A few things I learned from my first accounting session are the meaning of Accounting and some of its terminologies. Accounting is a series of steps designed to record, organize and summarize a business transaction.
Below are a few of the various basic accounting terminologies explained in simple words:
- Assets – An asset is something a business owns. Simple right? We can also say they are tangible or intangible resources owned by a company and provide economic benefits to the business. Furthermore, an asset can also be referred to as physical (cash, Land, Furniture, Office equipment) and non-physical(Goodwill) resources owned by a business.
- Liability – This is an amount a business owes. We can also refer to it as debts owed by a company used to purchase goods and services. They are divided into short-term (Current Liabilities) and long-term (Non-current Liabilities). Examples of Liabilities are loans, Mortgages, bonds, and Accrued expenses.
- Owner’s equity – This is the amount contributed by shareholders or investors in a company. It also includes the Company’s profit left for owners after all liabilities have been satisfied. Owners can invest directly in a company by exchanging cash or other assets for shares or stock. They can indirectly support the Company by allowing it to retain some of the earnings that would otherwise be paid to them.
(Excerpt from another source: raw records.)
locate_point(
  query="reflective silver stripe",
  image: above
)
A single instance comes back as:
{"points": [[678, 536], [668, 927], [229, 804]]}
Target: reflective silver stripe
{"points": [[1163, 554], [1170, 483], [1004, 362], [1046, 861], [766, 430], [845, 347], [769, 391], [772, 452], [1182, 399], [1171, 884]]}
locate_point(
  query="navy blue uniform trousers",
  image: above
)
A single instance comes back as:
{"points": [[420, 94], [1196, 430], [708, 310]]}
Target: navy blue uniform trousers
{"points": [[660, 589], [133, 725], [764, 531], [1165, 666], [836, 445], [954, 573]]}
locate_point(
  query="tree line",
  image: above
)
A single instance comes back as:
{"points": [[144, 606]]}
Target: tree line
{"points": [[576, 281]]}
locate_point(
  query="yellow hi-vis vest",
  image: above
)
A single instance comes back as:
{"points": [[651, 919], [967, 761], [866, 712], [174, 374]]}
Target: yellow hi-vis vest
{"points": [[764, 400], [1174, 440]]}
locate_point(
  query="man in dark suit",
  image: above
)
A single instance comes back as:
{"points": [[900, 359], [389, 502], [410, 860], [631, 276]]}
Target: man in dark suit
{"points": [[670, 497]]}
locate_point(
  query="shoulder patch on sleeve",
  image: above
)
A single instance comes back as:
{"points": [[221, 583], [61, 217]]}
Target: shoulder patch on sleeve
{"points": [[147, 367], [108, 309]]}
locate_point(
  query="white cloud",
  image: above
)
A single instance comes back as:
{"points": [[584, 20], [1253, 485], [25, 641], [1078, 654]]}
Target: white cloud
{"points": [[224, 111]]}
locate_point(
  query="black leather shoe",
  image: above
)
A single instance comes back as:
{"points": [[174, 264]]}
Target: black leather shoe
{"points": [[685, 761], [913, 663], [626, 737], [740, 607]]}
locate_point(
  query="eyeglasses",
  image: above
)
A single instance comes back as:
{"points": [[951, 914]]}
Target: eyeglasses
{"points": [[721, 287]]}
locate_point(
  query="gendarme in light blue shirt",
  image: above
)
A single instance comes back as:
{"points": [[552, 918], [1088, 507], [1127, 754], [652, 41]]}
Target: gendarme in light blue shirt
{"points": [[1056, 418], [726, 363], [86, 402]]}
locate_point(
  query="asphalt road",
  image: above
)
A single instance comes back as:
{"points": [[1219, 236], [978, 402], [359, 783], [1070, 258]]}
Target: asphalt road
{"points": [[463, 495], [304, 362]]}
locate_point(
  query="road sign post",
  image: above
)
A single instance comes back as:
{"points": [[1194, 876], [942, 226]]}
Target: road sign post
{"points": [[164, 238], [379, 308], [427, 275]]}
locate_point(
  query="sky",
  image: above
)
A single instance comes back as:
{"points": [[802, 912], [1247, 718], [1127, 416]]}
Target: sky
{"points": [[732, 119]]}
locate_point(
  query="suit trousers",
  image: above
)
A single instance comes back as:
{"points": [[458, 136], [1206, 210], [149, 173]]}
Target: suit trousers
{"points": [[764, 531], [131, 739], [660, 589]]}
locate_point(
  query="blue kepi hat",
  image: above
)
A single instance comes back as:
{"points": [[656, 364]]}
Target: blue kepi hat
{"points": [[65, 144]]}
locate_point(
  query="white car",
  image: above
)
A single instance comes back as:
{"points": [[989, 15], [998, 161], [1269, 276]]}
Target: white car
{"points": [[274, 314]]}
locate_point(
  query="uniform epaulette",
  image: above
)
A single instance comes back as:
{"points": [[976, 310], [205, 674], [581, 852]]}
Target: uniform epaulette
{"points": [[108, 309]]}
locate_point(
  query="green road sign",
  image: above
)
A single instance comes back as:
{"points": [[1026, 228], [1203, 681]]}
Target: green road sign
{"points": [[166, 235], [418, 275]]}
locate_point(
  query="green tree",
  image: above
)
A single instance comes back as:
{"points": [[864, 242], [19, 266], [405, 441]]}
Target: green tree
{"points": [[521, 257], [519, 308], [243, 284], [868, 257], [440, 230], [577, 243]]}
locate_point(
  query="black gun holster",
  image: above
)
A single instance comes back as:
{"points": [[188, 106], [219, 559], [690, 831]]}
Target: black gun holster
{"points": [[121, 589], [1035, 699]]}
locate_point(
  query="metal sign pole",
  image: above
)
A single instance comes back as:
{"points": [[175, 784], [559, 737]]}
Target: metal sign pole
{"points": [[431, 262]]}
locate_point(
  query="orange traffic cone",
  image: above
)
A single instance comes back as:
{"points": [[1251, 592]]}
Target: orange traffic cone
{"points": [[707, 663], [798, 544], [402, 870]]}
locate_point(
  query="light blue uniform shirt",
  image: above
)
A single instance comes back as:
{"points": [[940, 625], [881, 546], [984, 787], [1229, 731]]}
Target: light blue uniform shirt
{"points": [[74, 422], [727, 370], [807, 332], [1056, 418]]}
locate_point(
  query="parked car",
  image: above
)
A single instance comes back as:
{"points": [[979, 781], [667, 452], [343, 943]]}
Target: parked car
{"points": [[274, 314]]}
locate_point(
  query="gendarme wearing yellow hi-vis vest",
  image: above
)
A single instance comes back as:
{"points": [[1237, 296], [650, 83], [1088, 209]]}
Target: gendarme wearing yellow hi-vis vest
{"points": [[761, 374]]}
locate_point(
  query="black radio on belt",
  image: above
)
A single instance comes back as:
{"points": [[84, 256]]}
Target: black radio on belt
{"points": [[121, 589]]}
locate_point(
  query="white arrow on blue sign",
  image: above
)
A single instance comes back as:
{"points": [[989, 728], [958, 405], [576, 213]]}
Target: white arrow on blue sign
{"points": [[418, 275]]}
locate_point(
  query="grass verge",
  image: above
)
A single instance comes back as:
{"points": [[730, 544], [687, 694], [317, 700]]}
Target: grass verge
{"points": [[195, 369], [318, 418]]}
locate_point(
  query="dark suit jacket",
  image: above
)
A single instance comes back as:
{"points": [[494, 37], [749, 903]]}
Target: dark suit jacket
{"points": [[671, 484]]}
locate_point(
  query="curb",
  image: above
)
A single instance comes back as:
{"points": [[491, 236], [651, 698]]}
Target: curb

- Contributed Capital – This is the investment by owners. Here, the owners of a business invest their assets in the Company. A good example is when the owner takes personal cash and puts it into her business bank account, or the owner takes private money and gives it to a Corporation in exchange for shares of the corporation’s stock.
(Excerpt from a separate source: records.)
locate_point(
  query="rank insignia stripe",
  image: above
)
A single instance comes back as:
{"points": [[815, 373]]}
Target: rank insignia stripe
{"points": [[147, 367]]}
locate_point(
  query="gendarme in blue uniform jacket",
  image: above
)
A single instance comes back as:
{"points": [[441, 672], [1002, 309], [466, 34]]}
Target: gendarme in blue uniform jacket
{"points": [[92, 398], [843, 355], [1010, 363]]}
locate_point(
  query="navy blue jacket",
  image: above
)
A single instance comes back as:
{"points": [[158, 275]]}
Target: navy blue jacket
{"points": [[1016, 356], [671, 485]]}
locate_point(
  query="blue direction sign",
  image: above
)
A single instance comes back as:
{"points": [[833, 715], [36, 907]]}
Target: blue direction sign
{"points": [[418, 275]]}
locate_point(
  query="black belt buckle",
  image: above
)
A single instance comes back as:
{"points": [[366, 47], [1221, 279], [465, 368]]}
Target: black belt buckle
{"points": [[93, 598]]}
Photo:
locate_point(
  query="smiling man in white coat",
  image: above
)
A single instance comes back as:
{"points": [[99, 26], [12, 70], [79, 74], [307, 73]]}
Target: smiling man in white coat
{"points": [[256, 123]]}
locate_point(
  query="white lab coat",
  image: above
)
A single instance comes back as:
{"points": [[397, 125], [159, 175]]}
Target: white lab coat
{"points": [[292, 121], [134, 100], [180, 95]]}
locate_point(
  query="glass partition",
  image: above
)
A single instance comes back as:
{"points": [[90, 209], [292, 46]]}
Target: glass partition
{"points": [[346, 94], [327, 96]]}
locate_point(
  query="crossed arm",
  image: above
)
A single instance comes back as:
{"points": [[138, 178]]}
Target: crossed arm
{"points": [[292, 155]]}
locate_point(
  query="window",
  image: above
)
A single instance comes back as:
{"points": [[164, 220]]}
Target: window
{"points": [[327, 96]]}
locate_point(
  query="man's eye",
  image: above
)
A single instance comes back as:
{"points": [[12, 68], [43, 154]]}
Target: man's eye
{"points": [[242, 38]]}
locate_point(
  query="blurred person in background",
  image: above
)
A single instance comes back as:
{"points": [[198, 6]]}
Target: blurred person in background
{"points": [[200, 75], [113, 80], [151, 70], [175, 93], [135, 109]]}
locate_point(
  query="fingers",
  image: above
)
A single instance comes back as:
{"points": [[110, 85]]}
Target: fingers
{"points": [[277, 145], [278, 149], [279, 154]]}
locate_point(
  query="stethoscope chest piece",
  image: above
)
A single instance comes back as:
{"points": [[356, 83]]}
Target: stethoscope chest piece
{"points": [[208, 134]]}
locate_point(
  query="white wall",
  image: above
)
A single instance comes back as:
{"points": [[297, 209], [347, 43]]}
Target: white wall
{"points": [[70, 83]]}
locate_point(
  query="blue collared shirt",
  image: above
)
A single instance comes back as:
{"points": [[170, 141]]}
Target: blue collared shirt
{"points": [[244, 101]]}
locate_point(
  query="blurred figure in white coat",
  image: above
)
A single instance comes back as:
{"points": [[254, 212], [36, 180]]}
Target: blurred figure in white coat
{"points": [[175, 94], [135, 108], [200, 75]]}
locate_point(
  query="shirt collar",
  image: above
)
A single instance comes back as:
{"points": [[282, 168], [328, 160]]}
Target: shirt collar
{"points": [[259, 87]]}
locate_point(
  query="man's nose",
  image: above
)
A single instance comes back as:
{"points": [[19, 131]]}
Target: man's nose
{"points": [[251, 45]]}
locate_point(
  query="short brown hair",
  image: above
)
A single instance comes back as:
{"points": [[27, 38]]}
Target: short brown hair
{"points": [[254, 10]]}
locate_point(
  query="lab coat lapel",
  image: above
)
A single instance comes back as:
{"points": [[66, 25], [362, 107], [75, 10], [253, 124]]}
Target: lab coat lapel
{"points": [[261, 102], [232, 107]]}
- Dividends – These are rewards paid to shareholders for their investment in a company’s equity, usually from the Company’s net profits.
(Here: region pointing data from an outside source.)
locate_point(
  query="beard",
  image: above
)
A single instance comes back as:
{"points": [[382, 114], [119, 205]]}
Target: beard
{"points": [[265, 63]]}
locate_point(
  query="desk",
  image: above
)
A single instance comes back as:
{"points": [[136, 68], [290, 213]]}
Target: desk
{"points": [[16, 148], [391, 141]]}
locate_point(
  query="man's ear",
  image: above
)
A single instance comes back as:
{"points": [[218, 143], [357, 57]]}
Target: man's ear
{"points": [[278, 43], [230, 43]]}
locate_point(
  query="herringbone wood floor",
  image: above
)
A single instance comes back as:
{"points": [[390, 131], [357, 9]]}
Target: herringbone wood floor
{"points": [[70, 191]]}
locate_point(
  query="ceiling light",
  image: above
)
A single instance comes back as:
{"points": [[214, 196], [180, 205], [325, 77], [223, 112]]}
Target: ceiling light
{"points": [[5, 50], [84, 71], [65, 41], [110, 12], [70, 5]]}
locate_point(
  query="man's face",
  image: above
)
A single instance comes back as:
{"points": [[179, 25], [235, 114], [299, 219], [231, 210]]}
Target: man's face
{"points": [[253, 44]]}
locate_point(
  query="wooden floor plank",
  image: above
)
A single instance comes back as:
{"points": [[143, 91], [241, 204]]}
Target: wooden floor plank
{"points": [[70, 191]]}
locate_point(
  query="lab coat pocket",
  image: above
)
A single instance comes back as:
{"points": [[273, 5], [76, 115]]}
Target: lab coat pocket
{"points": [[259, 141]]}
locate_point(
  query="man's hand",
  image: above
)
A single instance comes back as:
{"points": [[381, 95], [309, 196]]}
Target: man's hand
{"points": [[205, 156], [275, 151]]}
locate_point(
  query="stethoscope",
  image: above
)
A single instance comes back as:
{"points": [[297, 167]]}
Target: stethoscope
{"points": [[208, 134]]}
- Revenue – This means earning. Generally, businesses make revenue by providing services or by selling merchandise. We can further say it is the amount a company receives from its business activities which can also be referred to as Gross sales.
- Goodwill – This is the extra value paid for the acquisition of a company after subtracting the difference between the current market value of the asset less the liability. It is an intangible asset such as the Company’s brand name, broad customer base, and intellectual property.
- Inventory – These are the number of raw materials used in producing goods, the cost of goods in production (work-in-progress), and the completely processed goods owned by a company. Inventory is a company’s current asset with a high liquidity ratio.
- Investment – This Involves using part of a company’s capital or income to generate future income or value appreciation. A Company’s Investment can be purchasing shares or stock of other businesses, bonds, or real estate property.
- Plant and Equipment – This includes the cost of land (location of a factory), machinery or equipment, buildings, and trucks used in carrying out the day-to-day activities of a business; these are categorized under a company’s fixed assets. This type of tangible asset usually undergoes depreciation over its useful life span.
- Liquidity – These are current assets that can be easily converted to cash. A good example is cash at hand, cash at the bank, stock, and shares. It refers to a company’s ability to pay its debts by easily converting its assets into cash.
- A balance sheet is a financial statement that looks at a company’s assets, liabilities, and shareholder’s equity at a specific time. It summarizes what a company owns and owes, as well as the amount of money invested by the owners. The balance sheet formula is Asset = Liability + shareholder equity.